In this role you will be part of the Benelux RA&QA cluster and report to the Head of Regulatory Affairs & PV in the Netherlands. We expect you to thrive with having a lot of responsibility and take ownership. This position also offers the opportunity to grow into working in different categories (e.g. cosmetics, food supplements, etc.).
- Master’s degree in sciences (e.g. Food Safety, Biomedical Sciences, Nutrition and Health, Pharmacy, etc.)

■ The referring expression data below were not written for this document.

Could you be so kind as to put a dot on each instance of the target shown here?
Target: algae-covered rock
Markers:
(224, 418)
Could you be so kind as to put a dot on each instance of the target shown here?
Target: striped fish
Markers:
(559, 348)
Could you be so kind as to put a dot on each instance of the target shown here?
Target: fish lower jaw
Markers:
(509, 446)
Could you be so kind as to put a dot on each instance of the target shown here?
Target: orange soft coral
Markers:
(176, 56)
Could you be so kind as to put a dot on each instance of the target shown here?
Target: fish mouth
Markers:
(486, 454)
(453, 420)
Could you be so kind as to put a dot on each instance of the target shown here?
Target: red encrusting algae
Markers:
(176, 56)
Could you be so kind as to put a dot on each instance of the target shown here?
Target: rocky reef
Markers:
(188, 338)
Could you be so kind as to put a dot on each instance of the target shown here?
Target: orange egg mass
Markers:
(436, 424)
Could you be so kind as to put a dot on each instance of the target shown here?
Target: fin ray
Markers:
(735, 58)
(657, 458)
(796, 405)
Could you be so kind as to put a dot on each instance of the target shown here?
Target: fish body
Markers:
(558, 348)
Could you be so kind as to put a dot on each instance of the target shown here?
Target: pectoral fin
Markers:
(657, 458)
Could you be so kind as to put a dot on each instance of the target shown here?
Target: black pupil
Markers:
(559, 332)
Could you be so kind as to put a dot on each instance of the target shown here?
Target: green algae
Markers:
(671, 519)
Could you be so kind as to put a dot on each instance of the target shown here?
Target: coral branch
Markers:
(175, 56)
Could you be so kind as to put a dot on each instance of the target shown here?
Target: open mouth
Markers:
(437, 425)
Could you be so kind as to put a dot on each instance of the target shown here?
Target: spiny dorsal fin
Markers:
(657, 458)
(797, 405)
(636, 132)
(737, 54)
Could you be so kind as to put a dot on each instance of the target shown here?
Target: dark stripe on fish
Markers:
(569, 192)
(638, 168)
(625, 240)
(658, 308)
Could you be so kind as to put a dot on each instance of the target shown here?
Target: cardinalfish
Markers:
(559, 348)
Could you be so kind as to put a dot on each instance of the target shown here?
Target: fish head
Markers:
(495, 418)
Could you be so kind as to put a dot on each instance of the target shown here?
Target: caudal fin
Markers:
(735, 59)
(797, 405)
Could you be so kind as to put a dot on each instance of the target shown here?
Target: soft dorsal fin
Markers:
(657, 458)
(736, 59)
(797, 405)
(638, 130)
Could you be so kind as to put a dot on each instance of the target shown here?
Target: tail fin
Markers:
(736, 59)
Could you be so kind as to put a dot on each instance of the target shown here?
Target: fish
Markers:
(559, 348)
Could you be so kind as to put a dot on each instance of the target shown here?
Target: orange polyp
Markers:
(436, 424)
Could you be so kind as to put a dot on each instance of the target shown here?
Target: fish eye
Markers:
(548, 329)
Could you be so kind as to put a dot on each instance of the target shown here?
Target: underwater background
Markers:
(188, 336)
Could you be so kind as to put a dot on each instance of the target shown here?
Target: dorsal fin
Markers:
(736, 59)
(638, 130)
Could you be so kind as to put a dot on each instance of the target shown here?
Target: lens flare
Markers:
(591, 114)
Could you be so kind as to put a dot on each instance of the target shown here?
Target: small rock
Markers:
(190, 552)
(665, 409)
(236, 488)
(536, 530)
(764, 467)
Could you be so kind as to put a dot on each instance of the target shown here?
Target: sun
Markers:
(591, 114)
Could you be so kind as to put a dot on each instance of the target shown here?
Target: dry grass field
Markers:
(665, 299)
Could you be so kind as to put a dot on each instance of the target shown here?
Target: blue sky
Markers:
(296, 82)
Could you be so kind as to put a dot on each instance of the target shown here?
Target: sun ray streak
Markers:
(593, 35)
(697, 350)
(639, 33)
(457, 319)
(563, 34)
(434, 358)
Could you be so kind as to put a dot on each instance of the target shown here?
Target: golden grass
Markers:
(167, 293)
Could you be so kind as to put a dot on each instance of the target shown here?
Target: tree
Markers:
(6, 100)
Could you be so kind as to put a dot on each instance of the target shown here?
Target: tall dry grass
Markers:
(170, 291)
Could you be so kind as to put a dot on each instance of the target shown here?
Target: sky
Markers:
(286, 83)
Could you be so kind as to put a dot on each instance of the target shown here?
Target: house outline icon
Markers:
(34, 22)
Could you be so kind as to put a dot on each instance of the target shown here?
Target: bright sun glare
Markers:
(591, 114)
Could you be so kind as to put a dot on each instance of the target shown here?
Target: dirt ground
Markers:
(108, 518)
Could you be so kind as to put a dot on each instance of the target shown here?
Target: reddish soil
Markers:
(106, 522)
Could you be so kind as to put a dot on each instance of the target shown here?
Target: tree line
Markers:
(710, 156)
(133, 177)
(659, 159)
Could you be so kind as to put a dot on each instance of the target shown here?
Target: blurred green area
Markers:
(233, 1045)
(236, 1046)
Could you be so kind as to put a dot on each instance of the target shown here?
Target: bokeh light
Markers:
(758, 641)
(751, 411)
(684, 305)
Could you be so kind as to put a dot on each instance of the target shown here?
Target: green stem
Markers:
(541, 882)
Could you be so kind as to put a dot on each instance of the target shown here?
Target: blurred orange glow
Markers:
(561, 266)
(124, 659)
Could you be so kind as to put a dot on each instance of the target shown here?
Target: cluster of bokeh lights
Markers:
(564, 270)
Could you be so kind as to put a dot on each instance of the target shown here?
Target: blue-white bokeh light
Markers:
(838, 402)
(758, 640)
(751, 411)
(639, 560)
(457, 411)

- (a minimum of) 1-2 years’ experience of working in a pharmaceutical regulatory environment
- Knowledge of pharmaceutical law and regulations
- Background knowledge of other types of consumer healthcare products, food supplements or cosmetics is preferred but not necessary
- The ability to work both autonomously and in teams
- Strong communication, persuasion and problem solving skills
- An eager and quick learner
- Fluent in Dutch and English
What we offer
- A dynamic, diverse role within a multinational Consumer Healthcare company
- Regulatory expert for A-brand OTC Medicines and Medical Devices in The Netherlands
- Be part of an ambitious and energetic organisation
- Great personal development, learning and growth opportunities
- Excellent primary and secondary benefits
- Possibility to expand responsibilities in the area of Pharmacovigilance
We are seeking a diverse applicant pool to ensure the diversity of our team reflects the end consumers we serve through our self-care mission. We are proud to be an equal opportunity employer that celebrates our team’s differences. Individuals of all races, ethnicities, nationalities, ancestries, religious creeds, sexual orientations, genders, gender identities and gender expressions, national origins, ages, mental and physical abilities, familial status,’ veterans status’, military status’ and more are encouraged to apply. TOGETHER, we make lives better.